The San Francisco 49ers have been doing a whole lot of winning in this young 2011 season, and they’ve been doing with a certain type of aggressiveness that they hadn’t shown in years prior. Behind a solid effort from the defense, the 49ers have slowly but surely established themselves as one of the tougher teams on the block.
Boasting one of the top rush defenses in the NFL, San Francisco has not allowed a single rushing touchdown this season. In fact, the only running back to even find the end zone against 49ers this year has been Philadelphia Eagles speedster LaSean McCoy, who snuck in with a five-yard reception for a score. A receiving touchdown, not a rushing touchdown.
Aside from that, though, it’s been a brilliant effort by the unit any way you want to cut it, and it's been going on for a long time. There hasn’t been a single running back in the last 28 outings to break the 100-yard plateau against San Francisco. On top of that, currently, the team is giving up just under 75 rushing yards per game – good for second best in the NFL.

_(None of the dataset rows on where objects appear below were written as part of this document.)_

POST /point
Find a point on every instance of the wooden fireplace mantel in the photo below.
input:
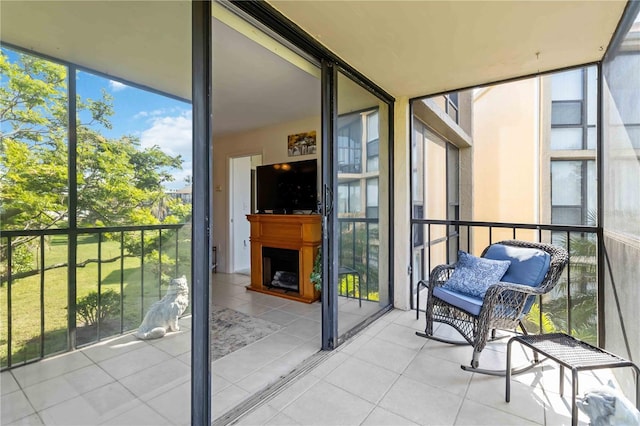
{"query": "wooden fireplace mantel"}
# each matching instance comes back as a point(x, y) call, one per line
point(301, 232)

But it’s not just the rush defense that’s been superb. Behind the underrated strategizing of defensive coordinator Vic Fangio, the 49ers have established themselves as a squad that can both pressure the opposing team’s passer and at the same time pass protect against the top opposing wide receivers.
Heading into Week 7, the 49ers are holding opponents to fewer points than any other squad in the NFC and lead the league with 14 forced turnovers.
Even though it’s largely been a team effort, there have been a few notable individual figures in San Francisco’s defensive resurgence this year. Defensive end, Justin Smith, has been huge all season and made the defensive play of the year when he stripped Eagles wide receiver Jeremy Maclin of the ball to clinch that game for his squad. Rookie, Aldon Smith has also been great, as his 5.5 sacks this year put him on pace to finish the season with 14.5 total sacks. If he achieves the feat, he would tie the rookie record set by Jevon Kearse back in 1999.
San Francisco looks a lot different in 2011 than they have in years past. There’s a certain confidence and swagger emanating from the club that had otherwise been missing before. Sure, maybe it’s all because of head coach Jim Harbaugh who does sort of promote both of those qualities – but maybe it’s something else.
Maybe finally having a legitimate, recognizably great defense has taken a lot of pressure off of the other units and, simultaneously, made opposing squads realize that their offense won’t just score at will against these guys.
Keep an eye on the 49ers defense for the rest of the year because, how well that unit plays, will be a likely barometer for how much success the whole team will have this season.